“Healing doesn’t mean forgetting what broke you—it means remembering differently. The deepest wounds don’t bleed, but they can still be healed when we reconnect to what truly matters and remember that our story isn’t over yet.”

Dr. Carter Check

In a culture that prizes resilience and productivity, pain is often expected to stay quiet. We learn how to “push through,” how to cope, how to perform wellness—yet many people continue to suffer beneath the surface. These are not wounds that show up on scans or lab work. They are fractures of meaning, belonging, and identity. And according to Dr. Carter Check, a U.S. Army veteran and VA suicide prevention chaplain, they require a different language altogether.

Dr. Check calls these unseen wounds moral injuries—deep violations of what a person believes is right, just, or sacred. They can arise from betrayal, abandonment, institutional failure, or unresolved grief. Unlike fear-based trauma, moral injury is rooted in shame and disconnection. It doesn’t ask, Am I safe? It asks, Do I still belong?

That distinction matters.

From Mental Health to Moral Health

Traditional mental health models often begin by identifying symptoms—anxiety, depression, intrusive thoughts—and then working to manage them. Moral health starts somewhere else entirely. It asks what still matters to a person, what values were violated, and what meaning may have been lost.

“Moral injury fractures the self,” Dr. Check explains. “It disrupts identity and belonging. Medication can help stabilize symptoms, but it cannot restore integrity or purpose. That work happens in a relationship.”

This perspective didn’t come from theory alone. Dr. Check’s own life has been shaped by trauma and institutional betrayal. As a teenager deployed overseas, he acted to protect a fellow soldier during an attack—only to face severe legal and professional consequences afterward. Though he avoided prison, the aftermath left a lasting imprint. Later experiences of loss and separation compounded the injury.

“These were wounds no one could see,” he says. “But they changed how I saw myself.”

Why Loneliness Accelerates Risk

One of the most dangerous aspects of moral injury is isolation. Dr. Check points to extensive research showing that loneliness is not just correlated with suicide risk—it accelerates it. When people feel unseen or unworthy of connection, despair intensifies.

The antidote, he emphasizes, is not analysis but presence.

“Healing is relational before it’s clinical,” he says. “You don’t fix people.
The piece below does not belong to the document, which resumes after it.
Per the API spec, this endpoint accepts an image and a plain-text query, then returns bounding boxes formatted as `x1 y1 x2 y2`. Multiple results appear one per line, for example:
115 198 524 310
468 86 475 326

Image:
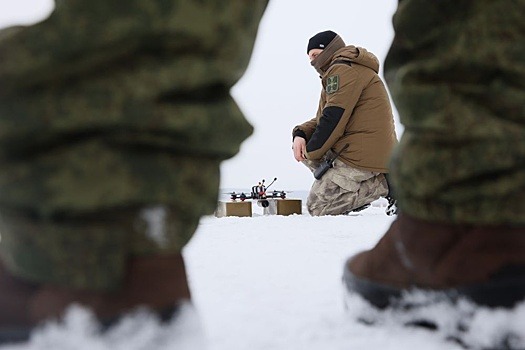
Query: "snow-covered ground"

You sit with them.”

Rather than asking someone to imagine a pain-free future, Dr. Check focuses on what’s already keeping them here. A child. A promise. A memory. Even curiosity. These small embers, he believes, are where restoration begins.

Nature as a Co-Therapist

Much of Dr. Check’s work takes place outdoors, where nature becomes an active participant in healing. The Wild, as he describes it, offers something many clinical environments cannot: nonjudgmental presence.

“Trees don’t interrupt,” he says. “Rivers don’t correct you. Silence isn’t empty—it’s safe.”

In open spaces, people often find their voices again. Walking, fishing, sitting by a fire—these embodied experiences help regulate the nervous system and expand a world that trauma has narrowed. Pain doesn’t disappear, but it no longer defines everything.

Nature, in this model, doesn’t heal for us. It creates the conditions where healing becomes possible.

Remembering Differently

One of the most resonant ideas Dr. Check shares is that healing is not about forgetting. It’s about remembering differently.

Time alone does not resolve moral injury. What changes is how the story is carried. When pain moves from secrecy into voice, it loses its power to isolate. When it’s honored through ritual—spoken aloud, written down, witnessed—it becomes integrated rather than avoided.

“Unprocessed grief pulls us through life like a heavy weight,” he says. “Processed grief walks beside us.”

A Different Kind of Leadership

Dr. Check’s work also has implications beyond individual healing. In families, workplaces, and institutions, moral injury often flourishes where people feel unseen or disposable.

Supportive leadership, he argues, is not about efficiency—it’s about presence.

“Come around the desk,” he says. “Sit with, not over.”

Simple questions—What do you need to get to tomorrow?—can restore dignity in moments when people feel most diminished. In this way, moral health becomes a collective responsibility, not just a personal one.

Choosing Connection

For those who recognize themselves in these patterns—feeling isolated, disoriented, or disconnected—Dr. Check offers a grounded first step: tell the truth to one safe person.

Courage, he reminds us, is not the absence of pain. It’s choosing a connection in the middle of it.

The most important message he hopes readers carry forward is deceptively simple: the deepest wounds are often invisible, but they are not beyond repair. As long as someone is still here, their story still matters. And healing begins not by studying death—but by restoring reasons to live.

Dr. Carter Check is a U.S. Army veteran, VA suicide prevention chaplain, and medical ethicist who focuses on moral injury and the unseen wounds of betrayal, grief, and shame. He is the author of Healing in the Wild and integrates nature-based practices with trauma-informed support to help people reconnect with meaning, belonging, and self-worth.